An insurance policy may exclude coverage when the airplane is flown by certain types of persons or pilots. 11 Couch on Insurance 2d § 42:634 (1963), citing Pacific Indemnity Company v. Kohlhase, 9 Ariz. App. 595, 455 P.2d 277 (1969). In the latter case the declarations provided coverage when the aircraft was piloted by a named individual, by a second named individual "while under the direct supervision and control of a commercial instructor pilot," or when piloted by a private or a commercial pilot "properly certificated by the FAA" with certain minimum specified flying time, or when flown by a properly certificated pilot in the course of his employment by FAA or a repair station. The court said:
"Where, however, the undisputed facts show that no coverage exists, i.e., that the accident is clearly within an excluded risk, then the court has a duty to direct a verdict for the insurer. Cashen v. Camden Fire Insurance Association, 48 Tenn. App. 470, 348 S.W.2d 883 (1961); 46 C.J.S. Insurance § 1373, p. 636; Arizona Fire Insurance Company v. Dillingham, 23 Ariz. 508, 205 P. 589 (1922). Here the evidence conclusively shows that there was no coverage — the aircraft was in flight and piloted by one other than a pilot designated in the declarations. (The aircraft was piloted by a student pilot having no more than 33 hours logged flying time.)" Id. at 279-80.
To like effect see Fireman's Fund Insurance Company v. McDaniel, 187 F. Supp. 614 (N.D. Miss. 1960), aff'd 289 F.2d 926 (5th Cir. 1961), where the policy was made not applicable if the aircraft were operated "in violation of the terms of any Civil Aeronautics Administration Pilot Certificate."
As we see this case, the question is whether there was coverage under the policy at the time of the accident, not whether the policy was void ab initio. If a person other than Weikel had been flying the plane, coverage would have existed only if that person's license and experience conformed with the declarations in the policy. In other words, there could be no coverage unless such pilot held either "an FAA Private or Commercial Pilot Certificate" and even then only if he had the hours specified in the policy as "Pilot In Command," including the specified experience "in retractable geared aircraft." It is obvious that the type of certificate held by a pilot would have a direct bearing on the exposure of the insurance company and, consequently, upon the determination of a proper rate, just as the location of the cabs in Boyer v. Transit Casualty Co., 263 Md. 36, 282 A.2d 3 (1971), had a bearing on the rate there. When the group placed the words "holding an FAA Private Pilot Certificate" after Weikel's name we conclude those words were just as much intended to specify the requirements which would be necessary for coverage of his operation of the plane as the language used relative to other pilots was intended to specify with reference to them. Since he held no "FAA Private Pilot Certificate," there was no coverage.
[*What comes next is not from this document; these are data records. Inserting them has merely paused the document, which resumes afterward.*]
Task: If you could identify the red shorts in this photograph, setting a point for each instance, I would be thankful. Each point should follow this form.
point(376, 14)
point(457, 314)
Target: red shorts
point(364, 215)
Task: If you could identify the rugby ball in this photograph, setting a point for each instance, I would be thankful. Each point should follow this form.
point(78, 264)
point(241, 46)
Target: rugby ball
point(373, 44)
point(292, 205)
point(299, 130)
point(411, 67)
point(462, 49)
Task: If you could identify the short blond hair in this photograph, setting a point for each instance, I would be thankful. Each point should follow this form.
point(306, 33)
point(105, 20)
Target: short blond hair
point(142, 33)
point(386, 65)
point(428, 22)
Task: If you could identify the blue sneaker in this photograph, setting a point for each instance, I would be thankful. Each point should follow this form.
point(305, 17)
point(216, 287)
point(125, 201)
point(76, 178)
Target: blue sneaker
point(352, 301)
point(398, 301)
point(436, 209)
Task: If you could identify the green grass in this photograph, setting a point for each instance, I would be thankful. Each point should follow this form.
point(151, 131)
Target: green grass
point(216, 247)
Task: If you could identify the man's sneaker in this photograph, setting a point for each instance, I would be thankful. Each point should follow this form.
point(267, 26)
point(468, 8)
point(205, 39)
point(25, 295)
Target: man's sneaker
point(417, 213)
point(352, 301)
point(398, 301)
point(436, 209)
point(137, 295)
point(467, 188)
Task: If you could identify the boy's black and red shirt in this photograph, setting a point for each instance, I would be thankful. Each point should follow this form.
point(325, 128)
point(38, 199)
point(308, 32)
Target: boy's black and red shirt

Insurance coverage can not be established by waiver. A/C Electric Co. v. Aetna Ins. Co., 251 Md. 410, 419, 247 A.2d 708 (1968), and Prudential Ins. Co. v. Brookman, 167 Md. 616, 620, 175 A. 838 (1934). We perceive no conduct on the part of Aetna here which would estop it from denying coverage. The attempt by it to settle with the claimants is not a basis for estoppel.
Order reversed and case remanded for passage of a declaratory judgment consistent with this opinion; appellees to pay the costs.